Outtake: Dad #CrossCatherine


Hey, loves!

The schedule kind of got messed up a bit, but hopefully we’ll be back on track with outtakes on Fridays as usual. I actually got the idea for this particular outtake from a post in my reader group. It was kind of perfect for Cross and his kids, so I thought you might all like to see that be brought to life. 😊

Onto the outtake, loves.

*

Cross + Catherine
Catherine POV
Dad

“Can I? Can I do it, Papa?”
Catherine followed the voice of her four-year-old son, letting it lead her to the rear French doors of their three-level home that took them to the veranda. Standing in the doorway, her gaze scanned the large backyard at the same time she heard Cross reply to Naz, “Yeah, jump. I’ll catch you.”
Jump?
She didn’t have to search for long before she found the source of their conversation and the fucking answer to her question. There stood her husband, fifteen or more feet down on the ground from where their son currently waited. In this fledgling treehouse. Right then, it was nothing more than the bones of what would be the treehouse. Likely by the weekend, it would be finished once all the guys came back over to help Cross put in the walls, the roof, and a better way up than the boards nailed into the side of the tree and a plank they walked up like they were currently using.
The better question, though?
Why was Naz up there?
They had already agreed the kid wouldn’t be playing in the treehouse until it was fully safe and ready to do so. Hell, the thing didn’t even have walls.
He shouldn’t be up there.
Never mind talking about jumping.
The second the kid let it slip that he and Cece might like a treehouse, Cross had shit planned out before he laid his head down that same night to sleep. Though he held everything in his life in high regard, the one thing he took most serious was being a dad.
Their dad.
Catherine loved him so much for that. Her father had been the same way as she grew up—always willing to put less important things aside so that his kids never forgot like they were an afterthought to Dante. It was the same reason why she knew that if today, or on any other day, the only thing she wanted to do was call and talk to her dad, she could do just that. Dante wouldn’t make her think anything else.
Their kids would be the same with Cross, she knew. Catherine didn’t think he understood how much that would mean to them in the future, but someday he would. Hopefully.
“Are you gonna jump, or what?” she heard Cross call.
“Yeah! Like, fly, right?”
Cross chuckled, his gaze darting toward the house before snapping right back to where Naz was still hanging dangerously close to the edge of the platform. Fat too high. If he noticed his wife standing at the rear doors, she couldn’t tell. Not that it mattered. Surely, Cross wasn’t really going to let him jump down from there.
“Hurry, before your Ma—”
Catherine opened her mouth to shout out to Cross and Naz that nobody was going to be jumping down from that goddamn treehouse. But she didn’t get the chance to say anything at all. Naz took three quick steps back in his little Timberland boots, and then he darted forward just as fast. He didn’t even think about it. Didn’t look the least bit scared or worried.
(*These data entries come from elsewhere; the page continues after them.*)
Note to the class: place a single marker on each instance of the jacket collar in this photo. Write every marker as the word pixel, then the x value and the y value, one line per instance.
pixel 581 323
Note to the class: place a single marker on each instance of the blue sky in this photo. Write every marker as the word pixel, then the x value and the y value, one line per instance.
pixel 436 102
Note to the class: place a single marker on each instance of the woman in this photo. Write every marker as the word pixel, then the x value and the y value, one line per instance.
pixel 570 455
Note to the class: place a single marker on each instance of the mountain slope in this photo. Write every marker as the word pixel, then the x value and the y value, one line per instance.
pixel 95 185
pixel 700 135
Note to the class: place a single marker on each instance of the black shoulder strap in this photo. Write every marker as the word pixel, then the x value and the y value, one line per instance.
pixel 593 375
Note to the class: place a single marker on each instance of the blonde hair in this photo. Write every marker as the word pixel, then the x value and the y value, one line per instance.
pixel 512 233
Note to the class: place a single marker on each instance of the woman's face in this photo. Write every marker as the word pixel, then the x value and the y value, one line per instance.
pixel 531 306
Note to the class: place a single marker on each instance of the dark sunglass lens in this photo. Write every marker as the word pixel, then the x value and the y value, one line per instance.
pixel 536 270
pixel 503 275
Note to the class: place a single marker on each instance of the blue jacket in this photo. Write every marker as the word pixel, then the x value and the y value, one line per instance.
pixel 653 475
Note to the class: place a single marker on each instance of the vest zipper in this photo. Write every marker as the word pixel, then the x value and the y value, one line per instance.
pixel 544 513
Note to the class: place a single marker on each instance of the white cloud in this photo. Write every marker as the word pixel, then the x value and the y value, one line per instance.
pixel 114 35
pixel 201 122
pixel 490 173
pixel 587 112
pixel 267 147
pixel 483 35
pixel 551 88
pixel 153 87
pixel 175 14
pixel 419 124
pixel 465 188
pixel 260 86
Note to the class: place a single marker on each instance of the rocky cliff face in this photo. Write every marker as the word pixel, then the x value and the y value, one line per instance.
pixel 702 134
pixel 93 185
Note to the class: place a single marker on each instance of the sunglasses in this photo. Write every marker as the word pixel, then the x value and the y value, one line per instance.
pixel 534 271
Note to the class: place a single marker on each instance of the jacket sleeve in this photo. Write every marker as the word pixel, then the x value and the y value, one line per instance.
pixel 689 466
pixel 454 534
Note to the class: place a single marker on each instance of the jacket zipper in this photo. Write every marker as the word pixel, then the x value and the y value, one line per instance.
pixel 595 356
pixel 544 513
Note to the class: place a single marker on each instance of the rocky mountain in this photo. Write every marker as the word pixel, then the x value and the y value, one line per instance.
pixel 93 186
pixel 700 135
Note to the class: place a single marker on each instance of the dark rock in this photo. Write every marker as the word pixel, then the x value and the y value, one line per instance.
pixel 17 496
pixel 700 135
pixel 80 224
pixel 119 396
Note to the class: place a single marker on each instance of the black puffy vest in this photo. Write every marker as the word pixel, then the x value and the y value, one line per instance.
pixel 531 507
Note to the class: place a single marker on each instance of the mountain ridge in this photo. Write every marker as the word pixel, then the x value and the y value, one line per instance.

In fact, he was nothing more than a blur of a smile with arms stretched wide as he flew off the side of the platform and fell fast to his waiting father before.
She felt her heart drop.
Swore it jumped right back up into her throat at the same time.
Catherine didn’t even get the time to appreciate how thick her anxiety could become before everything was fine and okay again. Because Cross caught Naz and just as fast, the boy had two feet on the ground. His little toque with the furry ball on top bounced the same way he did while his pealing laughter echoed over the backyard.
Again! I wanna do it again!”
Cross looked toward the house once more, but this time, his gaze did land on Catherine. While she felt something akin to amusement, she was also sure her face didn’t look like it. “Probably not, buddy.”
That was that.
Naz headed for his tree swing.
Cross followed right behind.
It was still taking time for her to get used to the fact that their son wasn’t anything like their daughter, in a lot of ways. Her husband didn’t have a problem with that—that morning he snuggled with Cece after breakfast until he heart was content. This afternoon, he was letting their boy jump out of a treehouse like the kid had wings.
Later, he’d probably dangle Naz upside down by his ankles before he played pretend tea with Cece like he usually did in the evenings. When their daughter had been Naz’s age, Cross wouldn’t even let the girl look at a street without looking like he might kill anything and everything that dared to move in her direction.
Naz?
He just let the kid go.
Catherine didn’t get it.
That was Cross, though.
And he was just being a dad.
She knew that.
Even if sometimes it scared her to death.